Principal Reductions

Written by Jim the Realtor

February 28, 2011

From HW:

Thirteen of the 20 largest mortgage servicers participating in the Home Affordable Modification Program have begun principal write-downs, according to Laurie Maggiano, director of policy at the homeowner preservation office inside the Treasury Department.

While outlining changes to HAMP at the Mortgage Bankers Association servicing conference last week, Maggiano said several thousand modifications have had the principal written down by an average between $50,000 and $100,000. That number was confirmed by the Treasury late Friday.

The Treasury announced the initiative in March 2010. The Treasury said then that the write-downs would apply only to borrowers with 115% or higher loan-to-value (LTV) ratios. Servicers initially forbear some or all of the balance exceeding 100% of the home’s value, down to a 31% debt-to-income ratio. Then, the servicer forgives the forborne amount in three equal installments over three years, contingent on the borrower’s ability to remain current on payments.

A spokesperson for the Treasury told HousingWire that the program is still very new and that it will begin reporting on the write-downs in March.

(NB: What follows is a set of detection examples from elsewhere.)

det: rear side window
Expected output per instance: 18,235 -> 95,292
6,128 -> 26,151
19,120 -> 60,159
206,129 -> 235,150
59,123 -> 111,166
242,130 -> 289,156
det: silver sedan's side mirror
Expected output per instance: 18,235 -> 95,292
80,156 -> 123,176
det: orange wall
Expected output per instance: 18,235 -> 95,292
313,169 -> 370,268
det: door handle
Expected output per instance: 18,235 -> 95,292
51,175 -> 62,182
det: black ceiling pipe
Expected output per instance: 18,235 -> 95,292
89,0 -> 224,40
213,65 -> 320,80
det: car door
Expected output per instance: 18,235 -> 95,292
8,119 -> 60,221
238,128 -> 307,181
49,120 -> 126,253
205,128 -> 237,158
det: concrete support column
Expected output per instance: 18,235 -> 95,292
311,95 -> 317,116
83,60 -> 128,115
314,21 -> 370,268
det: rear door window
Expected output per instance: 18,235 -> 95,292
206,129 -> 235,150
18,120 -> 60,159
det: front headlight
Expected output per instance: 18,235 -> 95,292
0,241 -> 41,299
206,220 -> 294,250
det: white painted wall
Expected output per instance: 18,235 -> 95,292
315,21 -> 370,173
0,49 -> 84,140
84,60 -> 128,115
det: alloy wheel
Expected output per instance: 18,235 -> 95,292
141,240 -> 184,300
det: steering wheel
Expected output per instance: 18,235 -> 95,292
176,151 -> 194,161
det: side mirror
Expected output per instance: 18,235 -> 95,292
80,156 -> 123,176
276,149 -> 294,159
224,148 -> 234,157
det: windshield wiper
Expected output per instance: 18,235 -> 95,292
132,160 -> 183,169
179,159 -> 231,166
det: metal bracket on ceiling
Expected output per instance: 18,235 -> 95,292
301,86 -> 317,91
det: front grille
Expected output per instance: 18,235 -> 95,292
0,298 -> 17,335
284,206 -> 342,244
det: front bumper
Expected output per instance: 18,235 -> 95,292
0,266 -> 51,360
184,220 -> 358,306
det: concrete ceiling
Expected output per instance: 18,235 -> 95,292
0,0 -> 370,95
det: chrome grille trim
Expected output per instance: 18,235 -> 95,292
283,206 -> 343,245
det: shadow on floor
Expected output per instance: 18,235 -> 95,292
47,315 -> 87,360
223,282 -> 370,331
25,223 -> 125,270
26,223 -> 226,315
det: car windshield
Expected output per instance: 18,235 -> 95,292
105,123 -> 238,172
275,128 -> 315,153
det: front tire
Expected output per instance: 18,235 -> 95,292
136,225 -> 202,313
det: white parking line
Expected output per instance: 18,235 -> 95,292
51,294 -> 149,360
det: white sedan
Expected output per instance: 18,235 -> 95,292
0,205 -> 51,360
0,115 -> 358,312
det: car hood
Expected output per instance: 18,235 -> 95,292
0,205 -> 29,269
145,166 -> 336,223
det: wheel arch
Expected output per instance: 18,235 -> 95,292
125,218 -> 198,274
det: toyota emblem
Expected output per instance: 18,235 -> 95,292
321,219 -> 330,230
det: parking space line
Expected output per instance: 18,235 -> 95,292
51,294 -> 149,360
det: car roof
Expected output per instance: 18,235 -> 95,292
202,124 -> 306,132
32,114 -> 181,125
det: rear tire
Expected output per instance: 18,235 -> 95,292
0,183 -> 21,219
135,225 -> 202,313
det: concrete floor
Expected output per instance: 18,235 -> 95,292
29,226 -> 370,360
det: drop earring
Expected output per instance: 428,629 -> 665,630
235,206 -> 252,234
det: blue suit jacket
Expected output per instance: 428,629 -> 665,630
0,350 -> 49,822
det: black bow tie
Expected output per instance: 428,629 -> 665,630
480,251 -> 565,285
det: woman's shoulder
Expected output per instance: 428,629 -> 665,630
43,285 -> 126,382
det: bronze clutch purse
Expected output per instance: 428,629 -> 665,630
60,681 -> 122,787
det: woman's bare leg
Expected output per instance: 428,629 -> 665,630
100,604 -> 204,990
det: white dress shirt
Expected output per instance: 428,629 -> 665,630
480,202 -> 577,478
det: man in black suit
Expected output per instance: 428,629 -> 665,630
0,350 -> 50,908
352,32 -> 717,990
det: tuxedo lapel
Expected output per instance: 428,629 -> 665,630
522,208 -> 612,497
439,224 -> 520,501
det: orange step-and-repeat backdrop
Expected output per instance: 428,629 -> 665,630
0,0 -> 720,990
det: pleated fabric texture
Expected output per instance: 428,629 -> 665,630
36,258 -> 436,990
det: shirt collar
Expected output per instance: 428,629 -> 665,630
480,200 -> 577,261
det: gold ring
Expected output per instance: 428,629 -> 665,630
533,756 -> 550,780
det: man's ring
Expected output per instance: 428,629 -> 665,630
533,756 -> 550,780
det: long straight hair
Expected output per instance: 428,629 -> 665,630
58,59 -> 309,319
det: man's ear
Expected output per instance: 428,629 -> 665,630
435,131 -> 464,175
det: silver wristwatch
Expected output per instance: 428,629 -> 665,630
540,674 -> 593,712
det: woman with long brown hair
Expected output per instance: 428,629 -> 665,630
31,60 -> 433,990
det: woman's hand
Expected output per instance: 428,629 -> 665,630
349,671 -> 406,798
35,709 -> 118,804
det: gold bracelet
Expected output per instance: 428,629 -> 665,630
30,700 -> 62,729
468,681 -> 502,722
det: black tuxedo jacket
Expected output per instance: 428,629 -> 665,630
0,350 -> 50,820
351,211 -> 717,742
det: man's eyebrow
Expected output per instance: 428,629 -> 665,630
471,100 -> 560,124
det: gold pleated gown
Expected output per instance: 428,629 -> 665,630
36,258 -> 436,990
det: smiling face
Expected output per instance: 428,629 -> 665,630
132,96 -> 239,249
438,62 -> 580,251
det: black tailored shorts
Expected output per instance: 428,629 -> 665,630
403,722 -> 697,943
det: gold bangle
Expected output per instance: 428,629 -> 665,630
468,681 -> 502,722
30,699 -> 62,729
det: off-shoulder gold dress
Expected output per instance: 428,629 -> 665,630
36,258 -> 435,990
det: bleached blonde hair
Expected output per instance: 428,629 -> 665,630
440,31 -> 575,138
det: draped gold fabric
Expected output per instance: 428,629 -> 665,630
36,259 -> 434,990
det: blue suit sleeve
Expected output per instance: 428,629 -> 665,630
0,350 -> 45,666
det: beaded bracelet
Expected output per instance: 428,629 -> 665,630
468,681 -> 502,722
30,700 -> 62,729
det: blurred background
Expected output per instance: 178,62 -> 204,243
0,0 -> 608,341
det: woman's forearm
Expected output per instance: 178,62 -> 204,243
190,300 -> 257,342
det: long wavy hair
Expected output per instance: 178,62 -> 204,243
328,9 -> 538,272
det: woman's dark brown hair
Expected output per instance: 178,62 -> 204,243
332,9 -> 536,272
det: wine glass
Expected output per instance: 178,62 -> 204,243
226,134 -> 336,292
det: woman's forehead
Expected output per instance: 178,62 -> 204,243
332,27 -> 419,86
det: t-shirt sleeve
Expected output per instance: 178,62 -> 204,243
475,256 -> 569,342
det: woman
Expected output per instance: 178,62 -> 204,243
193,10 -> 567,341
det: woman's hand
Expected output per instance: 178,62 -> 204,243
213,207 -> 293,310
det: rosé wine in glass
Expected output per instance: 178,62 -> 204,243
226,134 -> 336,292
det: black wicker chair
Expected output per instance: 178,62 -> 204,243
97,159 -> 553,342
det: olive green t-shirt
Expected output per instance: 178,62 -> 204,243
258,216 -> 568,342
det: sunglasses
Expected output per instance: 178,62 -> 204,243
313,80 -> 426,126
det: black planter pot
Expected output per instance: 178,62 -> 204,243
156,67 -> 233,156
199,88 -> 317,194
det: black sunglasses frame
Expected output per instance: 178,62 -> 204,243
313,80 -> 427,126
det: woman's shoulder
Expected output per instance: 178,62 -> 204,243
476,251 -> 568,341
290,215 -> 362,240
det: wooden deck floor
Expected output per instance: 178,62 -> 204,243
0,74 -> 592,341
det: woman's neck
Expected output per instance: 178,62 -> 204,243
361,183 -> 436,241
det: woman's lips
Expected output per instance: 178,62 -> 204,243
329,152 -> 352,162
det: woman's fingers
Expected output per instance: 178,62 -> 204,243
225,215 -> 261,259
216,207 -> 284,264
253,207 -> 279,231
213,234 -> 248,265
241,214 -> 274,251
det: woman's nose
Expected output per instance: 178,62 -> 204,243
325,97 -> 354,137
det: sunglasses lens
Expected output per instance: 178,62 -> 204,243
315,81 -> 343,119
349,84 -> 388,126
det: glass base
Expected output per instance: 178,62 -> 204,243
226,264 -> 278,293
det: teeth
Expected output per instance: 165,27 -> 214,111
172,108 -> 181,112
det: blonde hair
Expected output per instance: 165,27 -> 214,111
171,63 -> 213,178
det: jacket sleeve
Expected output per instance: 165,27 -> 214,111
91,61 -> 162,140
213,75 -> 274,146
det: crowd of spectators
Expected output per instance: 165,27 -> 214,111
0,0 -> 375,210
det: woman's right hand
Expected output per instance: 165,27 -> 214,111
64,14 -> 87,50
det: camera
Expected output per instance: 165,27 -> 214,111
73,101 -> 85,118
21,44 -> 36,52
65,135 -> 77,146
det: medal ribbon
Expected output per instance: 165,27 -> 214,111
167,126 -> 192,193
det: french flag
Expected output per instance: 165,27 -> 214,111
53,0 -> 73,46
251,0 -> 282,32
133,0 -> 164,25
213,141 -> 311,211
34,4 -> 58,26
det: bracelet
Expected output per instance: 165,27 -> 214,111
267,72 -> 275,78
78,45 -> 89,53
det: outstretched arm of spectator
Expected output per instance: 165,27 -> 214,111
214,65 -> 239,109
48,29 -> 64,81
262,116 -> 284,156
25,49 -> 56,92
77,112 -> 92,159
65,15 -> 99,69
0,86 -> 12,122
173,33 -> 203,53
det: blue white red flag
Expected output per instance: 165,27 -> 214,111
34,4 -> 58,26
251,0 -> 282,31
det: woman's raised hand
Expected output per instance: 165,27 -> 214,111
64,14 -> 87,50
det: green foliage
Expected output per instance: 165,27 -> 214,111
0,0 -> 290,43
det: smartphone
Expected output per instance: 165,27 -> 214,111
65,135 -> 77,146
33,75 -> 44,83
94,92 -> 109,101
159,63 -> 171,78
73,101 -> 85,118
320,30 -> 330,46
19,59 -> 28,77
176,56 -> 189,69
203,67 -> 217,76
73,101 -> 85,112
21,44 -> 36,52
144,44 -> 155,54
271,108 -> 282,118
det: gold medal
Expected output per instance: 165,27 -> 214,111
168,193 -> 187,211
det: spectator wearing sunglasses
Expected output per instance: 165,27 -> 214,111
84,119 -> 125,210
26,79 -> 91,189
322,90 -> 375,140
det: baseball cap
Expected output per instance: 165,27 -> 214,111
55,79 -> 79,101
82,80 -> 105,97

“Additionally, each servicer has a plan in place for implementation of the program – so principal reduction is on those loans they have targeted in their portfolio,” the spokesperson said.

Despite an increase in existing home sales, analysts at FNC, said home prices continued to decline in December because so many of those sales were foreclosures.

“Driven in part by rising sales of distressed properties and higher foreclosure-sales discounts, home prices declined for the seventh straight month in December and suffered their largest one-month drop during the year,” according to FNC.

Of the 30 major metro areas tracked by FNC, 23 had price declines in December by an average of 2.2%.

FNC’s dim view of house prices is not theirs alone. CoreLogic Chief Economist Mark Fleming expects home prices to decline between 5% and 10% through 2011. Fleming added that stabilization should occur by the end of the year, but the damage has been extensive and the road to recovery will be a long one.

“The flooding may have finally stopped,” Fleming said. “But the living room is half underwater.”

5 Comments

  1. Kingside

    Ok, I am a skeptic, so I am looking at these two statements as code for what may be actually occuring:

    1. “each servicer has a plan in place for implementation of the program – so principal reduction is on those loans they have targeted in their portfolio,” and

    2. “several thousand modifications have had the principal written down by an average between $50,000 and $100,000”

    Sounds like servicers may be focusing on neg-am loans where they are writing down the principal balance that has occured through delinquent payments and increase in balance through neg am minumum payments.

    Say a loan was originally $400,000, but after several years of the minumum payment and several months of delinquent payments is up to $475,000.

    If they modify the loan back to $400K, they can claim a principal reduction of $75K.

    I know that this is the approach that Wells has been taking with the pick a pay portfolio they acquired from Wachovia.

  2. Art Eclectic

    I tend to agree with Kingside, the banks will be doing this in their favor only. I’d also suspect it will only happen in very specific markets where the banks want to support pricing that is expected to hold even for a while (like So. Cal coastal).

    Arizona, Florida and Nevada need not apply.

  3. Geotpf

    I’ve always made the argument for this as follows: Imagine a house has a $400k loan against it, but is now only worth $150k. (This is exactly the situation for the house I now live in; last guy paid $400k, I paid $150k as an REO.) It is therefore in the bank’s best interest to do a loan mod lowering the principal to, say, $250k, as opposed to a short sale or foreclosure where the bank only gets $150k (and pays significant costs on top of that). The only worry is moral hazard (everybody will then want their principal reduced by that much), although that door has been blown open long ago.

  4. Chuck Ponzi

    I am confident that any “principal reduction” would include a clawback provision that places a lien on the house that must be cleared on the next sale to prevent homeowners from unfairly benefiting from that reduction. No lawyer in their right mind would allow otherwise.

    It’s a pipe dream to believe otherwise. I never heard of a bank handing out free lunches.

    chuck

  5. swm

    Remember, there is huge lawsuit settlement looming over these companies regarding their foreclosure behavior. Would you rather give cash (settlement) to the government or promise for the hundreth time to help homeowners.